The BBC’s next greatest F1 driver is …

At No. 13, it’s Nigel Mansell.

Here’s from the piece:

“Nigel Mansell was the personification of drama in a Formula 1 car.

“Whether it be daring overtaking manoeuvres, his muscular handling of some of the sport’s defining cars, or the histrionics and apparent persecution complex that accompanied much of his career, there was never a dull moment when the moustachioed Midlander was around.

“Mansell’s career coincided – and is inextricably linked – with those of Ayrton Senna and Alain Prost. He went toe-to-toe with these two titans and in so doing earned his own place in the pantheon.
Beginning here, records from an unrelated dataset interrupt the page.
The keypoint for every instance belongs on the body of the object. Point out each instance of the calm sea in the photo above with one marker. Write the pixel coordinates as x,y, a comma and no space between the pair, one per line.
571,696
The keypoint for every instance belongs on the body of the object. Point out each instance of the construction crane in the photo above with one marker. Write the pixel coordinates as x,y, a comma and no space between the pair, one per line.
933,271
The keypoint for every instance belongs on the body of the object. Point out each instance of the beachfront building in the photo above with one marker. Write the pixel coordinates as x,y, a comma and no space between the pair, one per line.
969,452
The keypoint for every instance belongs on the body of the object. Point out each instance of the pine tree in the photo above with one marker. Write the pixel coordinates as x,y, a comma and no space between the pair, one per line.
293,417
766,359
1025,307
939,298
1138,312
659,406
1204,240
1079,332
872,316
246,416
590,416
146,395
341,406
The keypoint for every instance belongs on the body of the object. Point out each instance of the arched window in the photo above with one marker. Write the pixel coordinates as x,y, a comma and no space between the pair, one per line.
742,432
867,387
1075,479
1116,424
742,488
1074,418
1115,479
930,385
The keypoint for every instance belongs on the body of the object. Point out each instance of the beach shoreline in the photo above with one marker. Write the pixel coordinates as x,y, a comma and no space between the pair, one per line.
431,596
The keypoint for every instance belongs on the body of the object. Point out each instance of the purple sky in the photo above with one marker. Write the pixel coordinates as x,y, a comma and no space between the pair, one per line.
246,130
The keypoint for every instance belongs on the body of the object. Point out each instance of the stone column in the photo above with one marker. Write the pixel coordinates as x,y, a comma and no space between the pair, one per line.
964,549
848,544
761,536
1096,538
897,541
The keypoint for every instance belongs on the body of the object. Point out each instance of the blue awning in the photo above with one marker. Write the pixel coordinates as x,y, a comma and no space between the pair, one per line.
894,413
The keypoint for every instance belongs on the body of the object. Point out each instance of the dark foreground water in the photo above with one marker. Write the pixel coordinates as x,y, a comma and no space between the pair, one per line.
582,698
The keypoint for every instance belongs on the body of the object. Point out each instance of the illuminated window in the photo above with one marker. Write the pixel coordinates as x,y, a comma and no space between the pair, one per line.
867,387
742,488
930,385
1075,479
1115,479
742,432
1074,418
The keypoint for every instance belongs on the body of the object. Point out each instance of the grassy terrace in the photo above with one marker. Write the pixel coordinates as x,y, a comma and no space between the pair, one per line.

“His exciting, fighting style won him enormous adulation from fans, many of whom were not from the usual F1 audience demographic. But an awkward, complex, demanding personality often made him difficult to work with.

“Mansell achieved the vast majority of his success in two periods with the Williams team. But even their boss, Frank Williams, said when Mansell left for the second time: “Nigel is conceited, he’s arrogant and he’s brilliant,” adding: “We’ll miss him as a driver but not as a bloke.””

Umm… ouch. But personality is not exactly the point of this list of drivers, right?

There’s plenty more at the link above — including his rationale for leaving Williams for Indycar.

This ranking puts Mansell a spot ahead of Mika Hakkinen and two ahead of Lewis Hamilton. Does No. 13 seem like a fair assessment of his career? How much does his immediate success in Indycar play into it, in your opinion?